ASTRAL DOORS「CLOUDBREAKER」(2003)

  • 2015/07/04(土) 00:00:00

CLOUDBREAKER.jpg
【No.435】
★★★(2004)

Richard Andersson(Key/TIME REQUIEM、ex-MAJESTIC)が新たに立ち上げたSPACE ODYSSEYのリードボーカルとしてシーンに登場するやRonnie James Dio、Tony Martinといった大御所シンガーを彷彿とさせる力強い歌唱で一躍注目を集めるようになったPatrik Johansson(Vo)のメインバンドASTRAL DOORSによる1stアルバム。日本デビューに先駆けてリリースされていた欧州盤は「OF THE SON AND THE FATHER」というタイトルでジャケットも異なっていましたが、キングレコードの意向でジャケットとタイトルが変更されています。たしかに日本盤ジャケットの方が断然いいですね(というかオリジナルがヒドイ/苦笑)。ASTRAL DOORSの音楽性はRAINBOW、DIO、Tony Martin在籍時のBLACK SABBATHに例えられることが多いハードロックの王道をゆくサウンドで人によっては懐かしさを感じるのかもしれませんが、上記バンドをあまり聴かない僕にとってはかえって新鮮だったりします。さほど目立たないものの各曲で鳴り響くオルガンサウンドもいいですね。

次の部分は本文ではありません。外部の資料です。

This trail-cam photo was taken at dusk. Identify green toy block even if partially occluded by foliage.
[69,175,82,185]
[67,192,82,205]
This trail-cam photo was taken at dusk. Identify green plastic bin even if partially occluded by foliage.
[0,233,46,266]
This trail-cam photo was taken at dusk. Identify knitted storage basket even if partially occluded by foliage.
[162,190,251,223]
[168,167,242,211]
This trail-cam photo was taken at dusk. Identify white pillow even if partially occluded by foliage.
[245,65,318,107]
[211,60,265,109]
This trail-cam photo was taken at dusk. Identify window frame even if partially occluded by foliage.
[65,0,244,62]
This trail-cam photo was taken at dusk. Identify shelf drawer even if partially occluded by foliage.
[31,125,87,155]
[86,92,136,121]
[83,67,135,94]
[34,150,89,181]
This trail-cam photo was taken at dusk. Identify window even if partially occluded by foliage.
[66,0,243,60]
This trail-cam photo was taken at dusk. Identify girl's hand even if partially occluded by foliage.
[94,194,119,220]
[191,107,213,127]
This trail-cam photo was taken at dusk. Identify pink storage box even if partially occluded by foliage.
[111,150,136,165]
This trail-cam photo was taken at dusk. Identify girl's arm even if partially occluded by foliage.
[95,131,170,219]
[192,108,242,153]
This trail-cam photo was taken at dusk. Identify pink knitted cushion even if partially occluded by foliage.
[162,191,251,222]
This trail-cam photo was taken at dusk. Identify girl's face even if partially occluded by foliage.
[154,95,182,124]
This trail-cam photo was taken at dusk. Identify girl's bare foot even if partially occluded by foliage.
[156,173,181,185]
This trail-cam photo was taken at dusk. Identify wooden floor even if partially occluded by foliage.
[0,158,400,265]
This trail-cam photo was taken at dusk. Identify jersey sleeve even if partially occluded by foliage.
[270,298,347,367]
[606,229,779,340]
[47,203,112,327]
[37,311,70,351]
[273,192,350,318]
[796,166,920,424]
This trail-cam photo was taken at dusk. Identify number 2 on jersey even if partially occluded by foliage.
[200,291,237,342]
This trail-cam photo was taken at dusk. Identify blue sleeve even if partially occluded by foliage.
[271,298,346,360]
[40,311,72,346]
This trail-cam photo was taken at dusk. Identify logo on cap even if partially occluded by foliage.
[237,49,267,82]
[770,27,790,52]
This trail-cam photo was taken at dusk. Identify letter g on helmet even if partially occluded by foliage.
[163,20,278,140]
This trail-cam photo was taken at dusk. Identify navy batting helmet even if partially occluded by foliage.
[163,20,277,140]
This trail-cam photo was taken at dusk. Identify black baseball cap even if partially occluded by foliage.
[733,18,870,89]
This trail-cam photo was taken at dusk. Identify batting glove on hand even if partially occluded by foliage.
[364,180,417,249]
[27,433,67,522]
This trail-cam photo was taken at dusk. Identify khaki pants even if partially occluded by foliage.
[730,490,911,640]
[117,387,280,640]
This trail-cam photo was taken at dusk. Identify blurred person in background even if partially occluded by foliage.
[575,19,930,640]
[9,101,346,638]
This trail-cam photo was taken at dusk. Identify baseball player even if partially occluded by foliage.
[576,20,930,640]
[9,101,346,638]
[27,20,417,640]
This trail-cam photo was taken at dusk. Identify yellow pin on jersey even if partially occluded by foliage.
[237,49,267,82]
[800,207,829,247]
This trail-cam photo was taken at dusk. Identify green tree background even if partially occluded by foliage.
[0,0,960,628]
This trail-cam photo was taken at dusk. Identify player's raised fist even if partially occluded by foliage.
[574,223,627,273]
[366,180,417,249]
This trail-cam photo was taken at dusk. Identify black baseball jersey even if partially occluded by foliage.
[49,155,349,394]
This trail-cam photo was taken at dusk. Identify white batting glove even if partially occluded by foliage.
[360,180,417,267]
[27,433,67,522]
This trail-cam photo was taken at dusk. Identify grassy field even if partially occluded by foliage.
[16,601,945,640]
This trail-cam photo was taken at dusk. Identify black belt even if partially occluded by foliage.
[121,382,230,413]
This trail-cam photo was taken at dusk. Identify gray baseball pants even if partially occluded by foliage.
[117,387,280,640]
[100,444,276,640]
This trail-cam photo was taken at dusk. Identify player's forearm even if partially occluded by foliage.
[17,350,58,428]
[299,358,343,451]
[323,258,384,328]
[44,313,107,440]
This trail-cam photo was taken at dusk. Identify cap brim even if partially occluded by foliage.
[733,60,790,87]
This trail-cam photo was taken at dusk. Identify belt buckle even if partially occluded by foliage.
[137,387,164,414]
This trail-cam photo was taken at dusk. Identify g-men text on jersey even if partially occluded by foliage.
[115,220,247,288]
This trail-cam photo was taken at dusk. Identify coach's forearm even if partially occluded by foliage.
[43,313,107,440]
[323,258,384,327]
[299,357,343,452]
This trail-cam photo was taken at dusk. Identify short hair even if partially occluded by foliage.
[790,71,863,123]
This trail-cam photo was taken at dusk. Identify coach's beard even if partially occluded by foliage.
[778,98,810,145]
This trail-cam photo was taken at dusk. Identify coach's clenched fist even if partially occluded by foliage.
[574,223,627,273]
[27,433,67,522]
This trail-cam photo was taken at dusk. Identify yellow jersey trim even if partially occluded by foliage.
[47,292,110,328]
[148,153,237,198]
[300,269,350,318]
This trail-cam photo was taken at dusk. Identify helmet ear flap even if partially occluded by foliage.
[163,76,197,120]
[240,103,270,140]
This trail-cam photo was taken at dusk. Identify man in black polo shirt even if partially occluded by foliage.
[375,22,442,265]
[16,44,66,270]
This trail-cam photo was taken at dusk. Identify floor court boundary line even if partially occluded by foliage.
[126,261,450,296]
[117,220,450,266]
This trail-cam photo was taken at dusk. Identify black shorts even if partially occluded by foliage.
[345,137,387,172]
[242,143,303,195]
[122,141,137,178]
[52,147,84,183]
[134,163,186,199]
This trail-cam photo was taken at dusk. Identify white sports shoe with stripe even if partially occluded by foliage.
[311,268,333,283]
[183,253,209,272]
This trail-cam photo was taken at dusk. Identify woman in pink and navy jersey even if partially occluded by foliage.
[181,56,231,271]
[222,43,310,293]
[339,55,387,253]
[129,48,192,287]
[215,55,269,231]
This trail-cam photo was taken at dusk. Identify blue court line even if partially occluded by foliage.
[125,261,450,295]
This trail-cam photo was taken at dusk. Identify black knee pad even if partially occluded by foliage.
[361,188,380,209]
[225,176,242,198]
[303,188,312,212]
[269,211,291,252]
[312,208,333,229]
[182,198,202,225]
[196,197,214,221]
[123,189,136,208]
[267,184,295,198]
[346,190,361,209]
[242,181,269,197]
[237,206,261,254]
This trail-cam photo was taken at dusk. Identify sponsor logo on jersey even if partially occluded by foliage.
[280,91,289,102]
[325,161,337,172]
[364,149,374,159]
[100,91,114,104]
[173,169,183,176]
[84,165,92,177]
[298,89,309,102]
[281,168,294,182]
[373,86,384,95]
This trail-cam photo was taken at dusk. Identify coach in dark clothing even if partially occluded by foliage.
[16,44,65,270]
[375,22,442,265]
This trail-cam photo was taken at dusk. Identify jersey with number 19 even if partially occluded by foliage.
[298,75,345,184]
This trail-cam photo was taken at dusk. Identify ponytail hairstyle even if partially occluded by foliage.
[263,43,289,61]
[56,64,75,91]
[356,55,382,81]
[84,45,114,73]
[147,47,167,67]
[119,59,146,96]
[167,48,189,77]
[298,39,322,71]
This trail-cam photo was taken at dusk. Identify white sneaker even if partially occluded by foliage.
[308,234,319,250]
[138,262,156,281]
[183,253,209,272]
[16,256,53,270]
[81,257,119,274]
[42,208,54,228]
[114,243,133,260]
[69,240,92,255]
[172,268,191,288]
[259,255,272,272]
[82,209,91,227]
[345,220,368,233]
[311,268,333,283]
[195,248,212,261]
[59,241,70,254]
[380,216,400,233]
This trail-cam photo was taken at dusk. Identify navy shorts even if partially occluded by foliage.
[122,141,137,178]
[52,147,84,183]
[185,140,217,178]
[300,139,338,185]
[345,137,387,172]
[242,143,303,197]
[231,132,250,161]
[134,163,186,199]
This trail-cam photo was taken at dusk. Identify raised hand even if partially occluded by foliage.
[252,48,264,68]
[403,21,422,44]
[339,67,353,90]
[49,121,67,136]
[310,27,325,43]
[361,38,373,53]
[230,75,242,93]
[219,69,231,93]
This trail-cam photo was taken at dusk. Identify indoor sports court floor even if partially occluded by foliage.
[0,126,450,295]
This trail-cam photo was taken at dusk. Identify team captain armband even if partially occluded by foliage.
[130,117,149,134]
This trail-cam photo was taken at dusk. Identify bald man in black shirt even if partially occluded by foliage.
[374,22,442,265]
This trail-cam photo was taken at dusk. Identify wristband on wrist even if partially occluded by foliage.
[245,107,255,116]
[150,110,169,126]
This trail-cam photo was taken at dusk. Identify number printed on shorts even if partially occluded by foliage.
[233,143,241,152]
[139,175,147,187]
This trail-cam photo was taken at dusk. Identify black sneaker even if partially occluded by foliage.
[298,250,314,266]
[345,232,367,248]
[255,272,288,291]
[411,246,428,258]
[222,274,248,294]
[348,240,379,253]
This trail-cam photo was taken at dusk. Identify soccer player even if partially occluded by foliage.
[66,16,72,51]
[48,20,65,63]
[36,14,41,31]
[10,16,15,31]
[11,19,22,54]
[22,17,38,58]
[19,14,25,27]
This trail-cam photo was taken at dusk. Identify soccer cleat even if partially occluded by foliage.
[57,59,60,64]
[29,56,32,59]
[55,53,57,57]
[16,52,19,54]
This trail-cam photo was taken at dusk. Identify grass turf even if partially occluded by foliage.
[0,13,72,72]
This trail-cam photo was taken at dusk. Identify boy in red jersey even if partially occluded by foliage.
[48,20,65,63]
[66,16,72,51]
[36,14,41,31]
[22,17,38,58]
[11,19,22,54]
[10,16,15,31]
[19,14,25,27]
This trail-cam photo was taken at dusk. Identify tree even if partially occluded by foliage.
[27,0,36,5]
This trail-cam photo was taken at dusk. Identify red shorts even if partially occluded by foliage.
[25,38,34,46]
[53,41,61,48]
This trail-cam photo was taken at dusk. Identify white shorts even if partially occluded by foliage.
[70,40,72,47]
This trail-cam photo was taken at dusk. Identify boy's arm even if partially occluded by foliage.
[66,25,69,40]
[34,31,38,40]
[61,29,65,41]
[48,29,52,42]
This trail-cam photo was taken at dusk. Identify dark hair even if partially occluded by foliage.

ASTRAL DOORS最大の武器であるPatrikのボーカルはとにかく熱く、パワフルで圧倒されます。本作のベストパフォーマンスは「ニョォ!ニョォ!ニョォ!ニョォ!ニョォオ〜♪」と歌い上げる⑧Burn Down The Wheel、暑苦しさの度合いとしては⑥In Prison For Lifeがトップですね(笑)。全体的にSPACE ODYSSEYの時よりものびのびと歌っているように思います。楽曲面では勢いとフックに満ちたアップテンポ①Cloudbreaker、自然と身体が揺れてくるシャッフルナンバー④Slay The Dragon、一際キャッチーなサビメロが耳に残る⑪Man On The Rock辺りが特に気に入っています。それ以外にも荘厳かつヘヴィな②Of The Son And The Father、どストレートなハードロック③Hungry People、⑤Ocean Of Sandなどアルバム序盤はなかなか強力です。

ズバ抜けた名曲こそないものの個々の楽曲は聴き応えがあるし、どっしりと腰を据えた仕上がりとなっている本作からは新人らしからぬ落ち着きが感じられますね。難点としては似たタイプの曲が続き、Patrikのボーカルも9割方が力押しなので後半になると聴き疲れしてしまうことでしょうか。若手の中でも古き良きHR/HMをとことん追求し、ここまでの作品を生み出せるバンドは貴重だしPatrikほどの歌い手がいることは大きなアドバンテージなので頑張ってほしいですね。といいつつ、僕の好みからするとキャッチーなメロディが少し足りないように思えて次作以降は聴いてなかったりするのですが…。